The Klamath River’s dams are being removed. Inside the effort to restore a scarred watershed


Near the California-Oregon border, reservoirs that once submerged valleys have been drained, revealing a stark landscape that had been underwater for generations.

A thick layer of muddy sediment covers the sloping ground, where workers have been scattering seeds and leaving meandering trails of footprints. In the cracked mud, seeds are sprouting and tiny green shoots are appearing.

With water passing freely through tunnels in three dams, the Klamath River has returned to its ancient channel and is flowing unhindered for the first time in more than a century through miles of waterlogged lands.

Using explosives and machinery, crews began blasting and tearing into the concrete of one of the three dams earlier this month. While the massive dismantling project advances, a parallel effort to restore the river to a natural state is just beginning.

“It’s a beautiful thing, and a beautiful feeling, that that process of healing has begun,” said Leaf Hillman, a member of the Karuk Tribe who spent more than two decades campaigning for the removal of dams, and who said he’s overjoyed to see the process finally underway.

Standing on a bluff overlooking Iron Gate Dam, Hillman watched the turbid, chocolate-colored water flowing from a tunnel and passing downriver. He said the muddy, sediment-laden water streaming from the drained reservoirs might look ugly to some people, but it’s a sign of improving health that the dead algae and muck that had accumulated in the reservoirs is now being washed out.

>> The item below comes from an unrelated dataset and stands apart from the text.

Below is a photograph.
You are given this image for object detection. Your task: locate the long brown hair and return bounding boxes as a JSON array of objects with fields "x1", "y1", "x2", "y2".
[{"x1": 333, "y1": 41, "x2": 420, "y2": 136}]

“It feels like a cleansing that is long overdue. This river has been literally dying for years, having the life strangled out of it by these dams,” Hillman said. “I love seeing that sediment being pushed down, because that’s a river acting like a river.”

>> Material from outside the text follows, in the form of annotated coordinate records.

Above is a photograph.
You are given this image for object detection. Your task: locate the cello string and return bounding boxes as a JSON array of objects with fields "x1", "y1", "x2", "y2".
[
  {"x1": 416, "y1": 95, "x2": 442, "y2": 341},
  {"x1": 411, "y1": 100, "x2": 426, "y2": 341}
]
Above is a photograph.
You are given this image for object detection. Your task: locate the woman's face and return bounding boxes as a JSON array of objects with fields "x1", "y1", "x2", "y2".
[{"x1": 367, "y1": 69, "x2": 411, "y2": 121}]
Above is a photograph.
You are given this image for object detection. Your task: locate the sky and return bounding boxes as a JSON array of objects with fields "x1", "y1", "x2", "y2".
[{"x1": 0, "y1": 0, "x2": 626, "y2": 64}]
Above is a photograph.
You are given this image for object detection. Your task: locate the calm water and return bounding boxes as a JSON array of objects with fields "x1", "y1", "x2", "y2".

The emptying of the reservoirs, which began in January, is estimated to have released as much as 2.3 million tons of sediment into the river, abruptly worsening its water quality and killing nonnative perch, bluegill and bass that had been introduced in the reservoirs for fishing.

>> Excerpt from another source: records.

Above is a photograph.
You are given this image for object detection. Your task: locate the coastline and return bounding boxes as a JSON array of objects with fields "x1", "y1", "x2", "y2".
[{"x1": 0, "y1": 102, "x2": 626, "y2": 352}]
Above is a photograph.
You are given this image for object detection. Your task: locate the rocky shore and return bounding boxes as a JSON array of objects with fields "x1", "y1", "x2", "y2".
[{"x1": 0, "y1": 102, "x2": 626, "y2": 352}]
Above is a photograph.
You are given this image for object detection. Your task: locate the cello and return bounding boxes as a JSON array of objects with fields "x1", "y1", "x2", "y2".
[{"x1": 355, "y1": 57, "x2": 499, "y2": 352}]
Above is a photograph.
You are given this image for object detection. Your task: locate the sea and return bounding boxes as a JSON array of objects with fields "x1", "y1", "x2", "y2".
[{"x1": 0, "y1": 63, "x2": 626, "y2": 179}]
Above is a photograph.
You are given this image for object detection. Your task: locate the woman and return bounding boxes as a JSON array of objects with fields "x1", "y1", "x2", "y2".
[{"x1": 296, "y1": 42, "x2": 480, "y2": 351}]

Downstream from the dams, the river’s banks are littered with dead fish. But tribal leaders, biologists and environmentalists say that this was part of the plan, and that the river will soon be hospitable for salmon to once again swim upstream to spawn.

For Hillman and other Indigenous activists, the struggle to restore the Klamath involved years of protests — including outside a Scottish Power shareholders meeting in Edinburgh when the U.K. company owned PacifiCorp — until agreements were finally negotiated to remove the hydroelectric dams.

The structures, which were built without tribal consent between 1912 and the 1960s, blocked salmon from reaching vital habitat and degraded the river’s water quality, contributing to toxic algae blooms in the reservoirs and disease outbreaks that killed fish.

Hillman is a ceremonial leader and former Karuk vice chairperson. He started his tribe’s fisheries department in 1990, and has seen populations of salmon decline over the years, while algae blooms have fouled the river at times when tribal members traditionally enter the water during ceremonies.